PlayStation Now(以下、PS Now)は、ソニー・インタラクティブエンタテインメントによるクラウドゲームサービスだ。インターネットに接続して楽しむストリーミング形式で、本体の容量を気にせずに気軽に楽しめるのが大きな特徴となっている。サブスクリプション(定額制)であるため、対応タイトルを遊び放題である点も魅力だ。
北米では2014年に、国内では2015年からサービスを開始しているPS Nowは、ただいま全世界の19ヵ国で利用可能で、対応端末はプレイステーション4とWindows PCとなっており、プレイステーション4用ソフトはもちろんプレイステーション3向けに作られた計400を超えるタイトルが楽しめる。もちろん、オンラインマルチプレイやトロフィーなど、PlayStation Networkの各種機能にも対応している。

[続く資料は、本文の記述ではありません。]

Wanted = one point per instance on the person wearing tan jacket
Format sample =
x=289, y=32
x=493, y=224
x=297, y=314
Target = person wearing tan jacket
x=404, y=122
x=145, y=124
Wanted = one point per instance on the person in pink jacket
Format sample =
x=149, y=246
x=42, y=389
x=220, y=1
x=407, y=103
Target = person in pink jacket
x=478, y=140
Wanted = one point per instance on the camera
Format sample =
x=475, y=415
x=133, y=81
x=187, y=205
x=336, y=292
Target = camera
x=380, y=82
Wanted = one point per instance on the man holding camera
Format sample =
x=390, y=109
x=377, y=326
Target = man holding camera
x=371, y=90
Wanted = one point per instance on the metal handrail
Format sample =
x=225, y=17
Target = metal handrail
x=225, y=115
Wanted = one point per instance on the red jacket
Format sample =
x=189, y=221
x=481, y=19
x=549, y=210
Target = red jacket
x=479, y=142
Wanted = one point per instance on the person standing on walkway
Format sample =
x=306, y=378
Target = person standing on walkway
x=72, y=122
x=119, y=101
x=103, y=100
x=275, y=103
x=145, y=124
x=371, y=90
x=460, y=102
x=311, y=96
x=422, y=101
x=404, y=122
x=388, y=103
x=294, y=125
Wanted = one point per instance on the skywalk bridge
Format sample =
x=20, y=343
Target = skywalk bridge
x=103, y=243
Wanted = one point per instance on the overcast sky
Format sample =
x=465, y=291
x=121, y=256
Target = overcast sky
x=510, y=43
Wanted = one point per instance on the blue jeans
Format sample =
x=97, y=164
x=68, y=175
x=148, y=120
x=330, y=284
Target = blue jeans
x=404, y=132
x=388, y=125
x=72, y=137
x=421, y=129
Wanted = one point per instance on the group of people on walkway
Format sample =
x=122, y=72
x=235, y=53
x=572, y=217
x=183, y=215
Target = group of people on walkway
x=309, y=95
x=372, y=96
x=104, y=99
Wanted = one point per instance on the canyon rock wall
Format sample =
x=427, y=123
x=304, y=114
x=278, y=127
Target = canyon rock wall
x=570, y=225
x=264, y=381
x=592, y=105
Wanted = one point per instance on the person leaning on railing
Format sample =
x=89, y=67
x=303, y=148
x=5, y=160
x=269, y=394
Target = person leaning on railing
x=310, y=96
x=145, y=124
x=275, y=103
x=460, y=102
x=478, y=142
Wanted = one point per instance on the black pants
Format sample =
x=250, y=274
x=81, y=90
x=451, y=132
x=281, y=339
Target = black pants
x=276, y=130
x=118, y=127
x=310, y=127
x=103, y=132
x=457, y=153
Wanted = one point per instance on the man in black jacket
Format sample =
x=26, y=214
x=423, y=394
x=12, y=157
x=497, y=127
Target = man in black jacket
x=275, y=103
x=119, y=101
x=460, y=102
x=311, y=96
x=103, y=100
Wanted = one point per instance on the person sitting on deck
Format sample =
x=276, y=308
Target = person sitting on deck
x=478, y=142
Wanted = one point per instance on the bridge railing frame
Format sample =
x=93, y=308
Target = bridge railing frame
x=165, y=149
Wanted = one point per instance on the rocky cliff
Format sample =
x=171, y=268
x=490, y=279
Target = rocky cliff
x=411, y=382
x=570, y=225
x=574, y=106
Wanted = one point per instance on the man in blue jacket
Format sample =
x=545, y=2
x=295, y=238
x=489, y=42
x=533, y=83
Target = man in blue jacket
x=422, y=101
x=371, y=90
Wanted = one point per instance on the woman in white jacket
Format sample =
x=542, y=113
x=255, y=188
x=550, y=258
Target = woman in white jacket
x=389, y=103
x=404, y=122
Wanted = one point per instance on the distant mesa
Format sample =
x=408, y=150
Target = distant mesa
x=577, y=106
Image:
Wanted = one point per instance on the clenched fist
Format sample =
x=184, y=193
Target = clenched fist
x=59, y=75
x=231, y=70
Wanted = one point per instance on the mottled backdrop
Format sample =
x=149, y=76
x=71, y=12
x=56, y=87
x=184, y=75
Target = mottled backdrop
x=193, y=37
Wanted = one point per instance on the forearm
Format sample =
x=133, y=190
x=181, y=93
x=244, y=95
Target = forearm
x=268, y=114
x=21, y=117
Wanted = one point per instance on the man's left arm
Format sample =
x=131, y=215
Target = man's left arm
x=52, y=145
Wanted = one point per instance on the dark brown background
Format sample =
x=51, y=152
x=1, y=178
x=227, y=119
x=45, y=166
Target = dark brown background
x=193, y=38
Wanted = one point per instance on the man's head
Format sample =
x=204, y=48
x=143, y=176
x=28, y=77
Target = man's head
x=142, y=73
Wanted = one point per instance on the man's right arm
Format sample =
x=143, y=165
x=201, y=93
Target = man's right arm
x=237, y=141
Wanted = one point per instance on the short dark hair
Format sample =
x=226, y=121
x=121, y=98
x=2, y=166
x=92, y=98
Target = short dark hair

そんなPS Nowがこの10月からサービス内容を拡充した。まずはタイトルの拡充。この10月からは『ゴッド・オブ・ウォー』や『グランド・セフト・オートV』、など、CERO Z(18歳以上のみ対象)タイトルもラインアップに加わっている。さらには価格の改定。これまで1ヶ月2500円[税込](北米19.99ドル、欧州14.99ユーロ)からだったものが、1ヶ月1180円[税込](北米9.99ドル、欧州9.99ユーロ)からと、半額以下の価格になっているのだ。定額制のクラウドゲームサービスとして、さらにお手ごろで利用しやすくなったと言えるだろう。
果たしてPS Nowはどのように変わったのか? ここでは、ソニー・インタラクティブエンタテインメント ネットワークビジネス部の大崎泰弘氏に、サービス内容変更の経緯や、今後の展望などについて聞いた。
大崎泰弘氏(文中は大崎)
ソニー・インタラクティブエンタテインメント
ネットワークビジネス部
部長(サービスビジネス担当)
ハイクオリティーのゲームをクラウドで提供できているのがPS Nowの強み
――日本でPS Nowのサービスを開始してから4年とのことですが、この4年間の取り組みに関してはどのような手応えを感じていますか?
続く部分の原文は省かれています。